Adding herbs or veggies to salt not only amps up the flavor; it also slashes the amount of sodium per serving. (Easy math: If you fill your shaker with a 50/50 mixture of salt and dehydrated veggies, that’s 50% less sodium per shake.) The home cook's version of veggie salt is also super easy to make. Jennifer Burns Bright of food blog Culinaria Eugenius,who makes salts out of carrots, beets, celeriac, mushrooms and more, explains how:

1. Grate your root vegetables. Weigh and combine with the same weight of kosher salt (e.g., 400g grated carrots, 400g salt) in a plastic sealable bag. Refrigerate for two days.

2. Preheat your oven to its lowest setting, or as close to 125 degrees as possible. Spread salt/veggie mixture on tray lined with parchment paper and dry in oven for several hours, until brittle.
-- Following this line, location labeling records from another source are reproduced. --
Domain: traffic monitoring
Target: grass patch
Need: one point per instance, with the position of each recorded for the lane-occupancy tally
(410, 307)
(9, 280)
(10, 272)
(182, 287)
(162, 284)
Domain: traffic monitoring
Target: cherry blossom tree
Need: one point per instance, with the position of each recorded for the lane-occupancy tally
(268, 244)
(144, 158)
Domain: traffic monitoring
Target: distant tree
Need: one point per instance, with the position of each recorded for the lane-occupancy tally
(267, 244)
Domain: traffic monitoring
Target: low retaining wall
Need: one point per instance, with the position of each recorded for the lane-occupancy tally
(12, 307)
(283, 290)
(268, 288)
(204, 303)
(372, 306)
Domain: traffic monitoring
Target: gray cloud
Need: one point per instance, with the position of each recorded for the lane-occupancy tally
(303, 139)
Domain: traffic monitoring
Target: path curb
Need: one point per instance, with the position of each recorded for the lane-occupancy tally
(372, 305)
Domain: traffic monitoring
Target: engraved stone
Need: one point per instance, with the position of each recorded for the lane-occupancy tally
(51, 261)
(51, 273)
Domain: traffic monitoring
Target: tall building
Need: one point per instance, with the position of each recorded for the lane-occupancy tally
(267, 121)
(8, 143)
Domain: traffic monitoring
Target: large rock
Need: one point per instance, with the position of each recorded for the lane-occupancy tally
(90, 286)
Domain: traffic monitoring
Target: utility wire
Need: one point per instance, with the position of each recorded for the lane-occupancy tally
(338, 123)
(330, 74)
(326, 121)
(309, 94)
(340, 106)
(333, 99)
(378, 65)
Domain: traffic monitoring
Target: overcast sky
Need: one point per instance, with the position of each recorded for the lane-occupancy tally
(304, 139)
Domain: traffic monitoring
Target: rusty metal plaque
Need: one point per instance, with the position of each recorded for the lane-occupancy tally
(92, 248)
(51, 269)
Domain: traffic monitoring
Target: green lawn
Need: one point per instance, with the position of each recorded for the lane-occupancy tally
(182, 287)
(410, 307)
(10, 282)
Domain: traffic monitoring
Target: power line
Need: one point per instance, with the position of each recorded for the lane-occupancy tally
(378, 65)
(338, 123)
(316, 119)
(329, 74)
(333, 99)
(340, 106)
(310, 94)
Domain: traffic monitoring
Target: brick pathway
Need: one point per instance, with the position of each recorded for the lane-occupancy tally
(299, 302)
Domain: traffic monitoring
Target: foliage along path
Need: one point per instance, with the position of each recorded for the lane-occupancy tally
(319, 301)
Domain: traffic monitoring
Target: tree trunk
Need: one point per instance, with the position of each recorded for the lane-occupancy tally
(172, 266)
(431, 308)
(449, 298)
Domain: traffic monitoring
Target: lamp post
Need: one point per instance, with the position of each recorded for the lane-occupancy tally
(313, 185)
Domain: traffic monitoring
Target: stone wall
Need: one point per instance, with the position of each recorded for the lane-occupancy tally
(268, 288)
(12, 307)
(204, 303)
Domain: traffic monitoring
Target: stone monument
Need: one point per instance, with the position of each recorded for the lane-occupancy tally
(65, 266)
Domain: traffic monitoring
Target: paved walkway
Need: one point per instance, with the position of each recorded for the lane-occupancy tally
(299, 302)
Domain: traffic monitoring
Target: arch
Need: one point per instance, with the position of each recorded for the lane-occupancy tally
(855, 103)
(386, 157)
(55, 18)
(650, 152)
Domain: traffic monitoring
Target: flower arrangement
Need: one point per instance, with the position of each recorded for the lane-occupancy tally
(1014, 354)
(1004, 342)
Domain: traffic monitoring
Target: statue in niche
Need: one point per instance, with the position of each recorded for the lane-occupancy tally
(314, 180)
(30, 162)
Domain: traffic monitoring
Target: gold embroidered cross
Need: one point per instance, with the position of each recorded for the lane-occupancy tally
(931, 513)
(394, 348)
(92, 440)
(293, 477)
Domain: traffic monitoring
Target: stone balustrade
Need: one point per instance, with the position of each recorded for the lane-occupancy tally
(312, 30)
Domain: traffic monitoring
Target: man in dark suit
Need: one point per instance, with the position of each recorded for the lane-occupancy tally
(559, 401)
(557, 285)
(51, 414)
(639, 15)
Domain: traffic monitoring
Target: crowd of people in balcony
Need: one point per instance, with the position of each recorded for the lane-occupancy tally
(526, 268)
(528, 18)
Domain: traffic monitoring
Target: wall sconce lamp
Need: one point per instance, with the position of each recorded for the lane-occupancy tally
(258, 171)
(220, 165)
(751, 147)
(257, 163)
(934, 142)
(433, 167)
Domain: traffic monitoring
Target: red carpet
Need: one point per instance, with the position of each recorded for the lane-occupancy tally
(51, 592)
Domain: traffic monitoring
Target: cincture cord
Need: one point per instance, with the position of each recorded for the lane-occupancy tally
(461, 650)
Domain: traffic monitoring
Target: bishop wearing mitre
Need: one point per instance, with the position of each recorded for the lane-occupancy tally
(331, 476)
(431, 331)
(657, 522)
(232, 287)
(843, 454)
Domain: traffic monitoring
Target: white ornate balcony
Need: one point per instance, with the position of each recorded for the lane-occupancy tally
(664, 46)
3.Whirl in food processor until powdered.

*Note: If using mushrooms, skip the pre-salting and refrigeration step, and simply whirl dried mushrooms with salt.

Sub your veggie salt for regular salt in savory recipes, or sprinkle it over kale chips or sweet potato fries. Burns Bright’s best tip? “I use mushroom salt to add umami to soup,” she says.